Da gibt es dann Paypass von MasterCard, Paywave von Visa, Girogo von den Sparkassen und Google Wallet von Google und noch wem anders.
Nachdem ich dann also stundenlang Infos gesucht habe, aber nicht herausfinden konnte, was das nun für ein System bei McDonalds ist, hab ich mal den Kundenservice von McDonalds angerufen.
Die wussten allerdings auch nicht was das ist und haben versprochen dem nachzugehen und mir eine Email zu schicken.
Nunja, eine Woche später kam nun die Antwort und es handelt sich wohl um das Paypass System von Mastercard.
Hab mich gefreut, da ich bei MLP bin und von daher eine MasterCard Kreditkarte habe.
Allerdings hab ich versucht herauszufinden, wie das nun geht, aber kein Erfolg gehabt.
Es gibt soweit ich weiß keine Paypass App.
Also was muss ich tun damit ich mit Hilfe meines S3 über NFC bezahlen kann?
Konnten die das nicht vielleicht noch ein wenig komplizierter machen, damit NIEMALS jemand einen BigMac per NFC bezahlt? 

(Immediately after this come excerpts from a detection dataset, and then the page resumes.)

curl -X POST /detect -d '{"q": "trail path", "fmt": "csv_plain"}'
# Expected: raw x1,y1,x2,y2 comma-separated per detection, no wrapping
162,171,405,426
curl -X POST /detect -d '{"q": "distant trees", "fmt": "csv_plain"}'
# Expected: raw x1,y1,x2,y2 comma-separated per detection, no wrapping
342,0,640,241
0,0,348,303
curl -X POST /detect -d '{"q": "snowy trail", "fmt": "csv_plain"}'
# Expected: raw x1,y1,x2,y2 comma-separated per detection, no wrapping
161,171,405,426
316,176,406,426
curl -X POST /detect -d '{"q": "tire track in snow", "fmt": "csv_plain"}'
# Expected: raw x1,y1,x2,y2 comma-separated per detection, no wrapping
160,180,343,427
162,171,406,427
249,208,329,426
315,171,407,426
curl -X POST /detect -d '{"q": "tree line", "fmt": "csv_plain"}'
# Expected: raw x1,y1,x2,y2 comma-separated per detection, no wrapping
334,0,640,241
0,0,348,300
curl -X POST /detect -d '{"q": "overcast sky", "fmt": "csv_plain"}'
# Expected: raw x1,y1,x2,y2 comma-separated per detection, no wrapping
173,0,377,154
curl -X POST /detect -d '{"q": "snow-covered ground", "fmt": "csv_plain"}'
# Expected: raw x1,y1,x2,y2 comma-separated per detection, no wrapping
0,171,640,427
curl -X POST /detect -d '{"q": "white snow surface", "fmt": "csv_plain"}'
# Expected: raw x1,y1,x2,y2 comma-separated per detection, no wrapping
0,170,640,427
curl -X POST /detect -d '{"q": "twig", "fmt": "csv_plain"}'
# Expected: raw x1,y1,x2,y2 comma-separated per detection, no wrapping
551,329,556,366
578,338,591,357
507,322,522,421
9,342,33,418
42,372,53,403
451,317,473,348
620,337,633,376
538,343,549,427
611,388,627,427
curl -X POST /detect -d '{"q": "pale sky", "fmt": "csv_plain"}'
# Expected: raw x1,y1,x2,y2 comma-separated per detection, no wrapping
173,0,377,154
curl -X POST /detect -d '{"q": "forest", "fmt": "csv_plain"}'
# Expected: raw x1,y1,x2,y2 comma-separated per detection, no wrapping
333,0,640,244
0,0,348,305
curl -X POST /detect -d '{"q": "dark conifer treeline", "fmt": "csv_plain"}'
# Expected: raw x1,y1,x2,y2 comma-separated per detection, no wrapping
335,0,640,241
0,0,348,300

Wäre über jede Hilfe dankbar! 

ps.
Könnte ich evtl. auch Google Wallet benutzen? Hab gehört da kriegt man 10$ Startguthaben. Das reicht für nen McMenu.


----------



## onliner (14. Juli 2012)

TacTic schrieb:


> Hiho,
> 
> Also was muss ich tun damit ich mit Hilfe meines S3 über NFC bezahlen kann? Wäre über jede Hilfe dankbar!


 
Servus,



du kannst in Deutschland noch gar nicht damit Zahlen.
Feldversuche sind erst gestartet
Sobald die Unternehmen und "Datenschützer" Ihr i.O. abgegeben haben
N-Mark-Logo als Kennzeichnung NFC-zertifizierter Geräte
Dieses Zeichen muss an der Kasse abgebracht sein ! http://www.nfc-forum.org/home/n-mark.jpg
Weitere informative Quelle => Alles zum Thema NFC und NFC Handy!
Damit bist du hier einer der, der vmtl. eine Grundsatzdiskussion losgetretten hat mit NFC-Handys 

Gruß onliner

Edit: Ein älterer Bericht http://www.crn.de/etail/artikel-94679.html


----------



## TacTic (14. Juli 2012)

Zunächst erstmal danke für deine Antwort! 

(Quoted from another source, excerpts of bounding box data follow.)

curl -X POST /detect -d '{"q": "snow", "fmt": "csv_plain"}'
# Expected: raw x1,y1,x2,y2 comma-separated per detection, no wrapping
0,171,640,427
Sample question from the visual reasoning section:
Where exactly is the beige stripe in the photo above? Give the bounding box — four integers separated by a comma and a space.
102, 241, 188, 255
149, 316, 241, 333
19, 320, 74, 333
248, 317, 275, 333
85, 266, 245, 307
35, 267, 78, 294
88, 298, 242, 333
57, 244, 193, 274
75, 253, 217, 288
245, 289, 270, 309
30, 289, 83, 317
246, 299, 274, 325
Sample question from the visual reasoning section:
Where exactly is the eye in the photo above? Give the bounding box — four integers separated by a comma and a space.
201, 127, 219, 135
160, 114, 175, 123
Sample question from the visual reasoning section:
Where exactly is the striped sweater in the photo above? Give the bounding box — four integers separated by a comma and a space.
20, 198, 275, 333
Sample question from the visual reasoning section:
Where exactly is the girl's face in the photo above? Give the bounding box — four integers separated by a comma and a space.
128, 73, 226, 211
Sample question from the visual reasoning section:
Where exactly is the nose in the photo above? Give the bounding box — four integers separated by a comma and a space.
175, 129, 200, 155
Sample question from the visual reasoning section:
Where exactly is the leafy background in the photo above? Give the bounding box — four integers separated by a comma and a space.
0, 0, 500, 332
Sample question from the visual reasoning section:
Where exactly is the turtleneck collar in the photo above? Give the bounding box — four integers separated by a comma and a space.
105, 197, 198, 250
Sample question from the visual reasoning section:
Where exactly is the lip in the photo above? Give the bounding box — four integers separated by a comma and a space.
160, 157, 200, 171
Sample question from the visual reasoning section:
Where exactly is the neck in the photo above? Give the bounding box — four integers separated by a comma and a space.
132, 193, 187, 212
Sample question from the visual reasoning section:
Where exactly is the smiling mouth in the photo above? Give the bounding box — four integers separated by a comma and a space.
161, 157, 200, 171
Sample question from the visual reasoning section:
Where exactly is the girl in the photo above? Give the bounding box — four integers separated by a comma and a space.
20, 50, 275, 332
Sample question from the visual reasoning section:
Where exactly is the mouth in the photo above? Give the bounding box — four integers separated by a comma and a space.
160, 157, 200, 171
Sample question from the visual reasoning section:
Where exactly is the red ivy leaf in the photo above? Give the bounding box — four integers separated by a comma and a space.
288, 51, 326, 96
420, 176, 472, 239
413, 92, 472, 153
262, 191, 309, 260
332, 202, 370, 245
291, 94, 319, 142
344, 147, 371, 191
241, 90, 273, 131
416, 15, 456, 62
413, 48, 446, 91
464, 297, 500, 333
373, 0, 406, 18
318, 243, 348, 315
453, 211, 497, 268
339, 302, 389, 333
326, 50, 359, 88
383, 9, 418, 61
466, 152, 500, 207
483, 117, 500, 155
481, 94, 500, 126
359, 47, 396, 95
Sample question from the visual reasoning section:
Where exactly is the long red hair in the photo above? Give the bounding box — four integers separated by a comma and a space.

Gut zu wissen dass das alles noch gar nicht richtig umgesetzt ist.
Ich habe aber inzwischen in einem anderen Forum gelesen, dass es wem gelungen ist mit Hilfe der Market Enabler App (die ich aber nicht im PlayStore finden kann), die Google Wallet App zu installieren und er damit sogar schon etwas in Deutschland bezahlen konnte.
Fragt mich nicht wie genau das funktioniert (er hat wohl irgendwo etwas auf US T-Online gestellt oder so ähnlich), aber das hatte bei einem geklappt.
Andererseits haben mehrere andere Leute geschrieben, dass es bei ihnen nicht geklappt hat.

Bin noch ziemlich unwissend in dem Thema, aber werde mal schauen was ich noch so rausfinde.
Werd euch auf dem laufenden halten, und falls einer von euch was neues hat, bitte immer her damit.


----------



## Gast20141208 (14. Juli 2012)

In Südkorea kann man ja scon seit längerer Zeit per NFC zahlen und dort gibt es fünf verschiedene Anbieter mit fünf verschiedenen Terminals pro Kassa. 

So wie es aussieht, dürfte es bei uns auch nicht anders laufen.


----------